Meher Marfatia Column: Fresh acres for Fictitious City

12 December,2015 06:00 PM IST |   |  Meher Marfatia

Where is Churchgate Reclamation?” a friend messaged last week, trying to deliver a book there. He was hardly the first to ask


Where is Churchgate Reclamation?" a friend messaged last week, trying to deliver a book there. He was hardly the first to ask. This time I'd to be honest with myself. Even if I always had an answer to the Where, I still didn't know the story behind our southernmost space that came to be carved from the sea, called Churchgate Reclamation, or Backbay Reclamation. So, I made it my weeklong business to find out.


Queen's Road between Oval Maidan and the BB&CI Railway tracks leading to Colaba; extreme right shows a footpath and a ride along the Back Bay. Photo courtesy: Bombay the Cities Within; Eminence Designs Pvt. Ltd.

"Bombay is a fictitious city built on land that did not exist," journalist Rafique Baghdadi said on a recent heritage walk. His dramatic declaration is a fully factual allusion to large swaths of seashore joined to tracts of the Seven Islands' mainland. BackBay was one such, a water body situated to Bombay's southwest. On its reclaimed acres, in three phases, rose landmark structures including classic Marine Drive, the district office of Nariman Point, the Cricket Club of India, leading hotels and industry headquarters.

Witness to a string of turbulent events (an economic crash, a plague outbreak, a trade dip) that both birthed it and bombed it, the Backbay reclamation is widely viewed as a major fiasco, presented in several truncated stages. The real work was seen taking place on the eastern shore through the Elphinstone Land Company. From Sassoon Docks in the south to Sewri in the north, reclamation continued through the 19th, and well into the 20th century.

Promoted by investors like broker-philanthropist Premchand Roychund, the Backbay Reclamation Company formed in 1865. Its aim was to reclaim the spread of Backbay from the tip of Malabar Hill to Colaba. It ended up becoming Bombay's first realty bust. That was the year the American Civil War ended, depression set in and property prices plummeted. As the company went bankrupt, the government turned over the land strip created to the BB&CI Railways to lay a line from Churchgate to their Colaba terminus. The company's equipment, with already reclaimed land, went to the new Bombay Port Trust in 1873. Wet and dry docks were built, followed by the 1914-18 completion of Ballard Estate which used the excavated earth.

The British took a second shot at reclamation towards the turn of the 19th century. A plague outbreak made them decide to decongest the town by scooping more land at its southern heel. The Bombay City Improvement Trust ensured the idea grew into Cuffe Parade, inspiring an ambitious Backbay Reclamation Scheme from 1919. Mud and stone was quarried in the north in Kandivli, chugged across to the site by train and was dumped into the Arabian Sea. This too was dogged by delays and losses, thanks to myopic planning and inadequate water dredging.

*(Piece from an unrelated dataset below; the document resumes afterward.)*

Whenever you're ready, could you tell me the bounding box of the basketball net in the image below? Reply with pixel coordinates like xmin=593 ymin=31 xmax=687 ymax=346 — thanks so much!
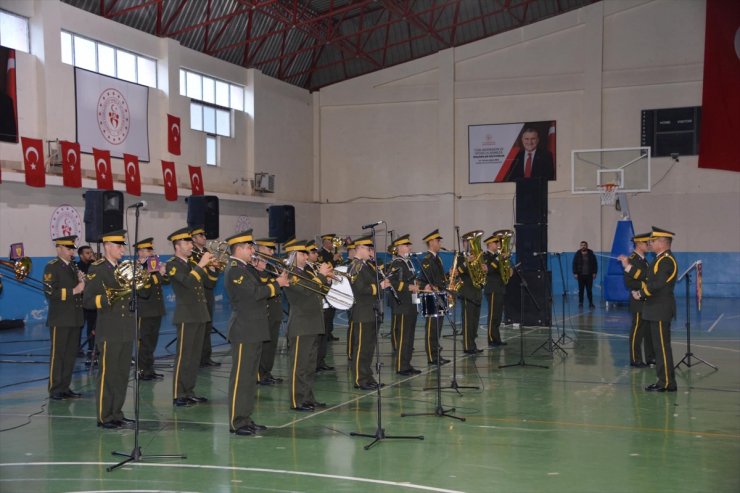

The trade depression of the late 1920s caused a dive in land values and added hitches, confirming another ill-advised excursion out on the waters. Yet, this one did lead to creating the iconic sweep of Marine Drive promenade and the Art Deco buildings west of Oval Maidan, even as Gothic Revival edifices graced its opposite eastern edge. Visiting an aunt whose home one of these was, my brother and I giggled as kids to hear phrases crop up in a conversation between her and our mother. Lloyd's Folly I heard. Buccaneer's Blunder was what bro dear picked up, except that they'd actually said Buchanan's Blunder!

Years later, I figured who they referred to. What was publicly hailed a disaster triggered an official probe from the Backbay Enquiry Committee. Nationalist lawyer Khurshed F Nariman and finance expert Manu Subedar dug up a can of worms, reporting irregularities in government sanctions pushing the scheme. Nariman went to the press exposing the Development Directorate's reclamation plan - as "Lloyd's Folly" and "Buchanan's Blunder" - after the governor and engineer blamed.

Decades down, ironically, Nariman Point constructed in the 1970s was named for the same KF Nariman. A series of Supreme Court injunctions protecting the shoreline and fishermen's access to it again slowed work. The 1990s saw the Supreme Court further restrict reclamations and set up Coastal Regulatory Zones.

Two Backbay buildings were my childhood haunts. The British Council Library with the best books. And Bhulabhai Desai Auditorium with sparkling weekend theatre. Now that's a pair of addresses I'd want to reclaim.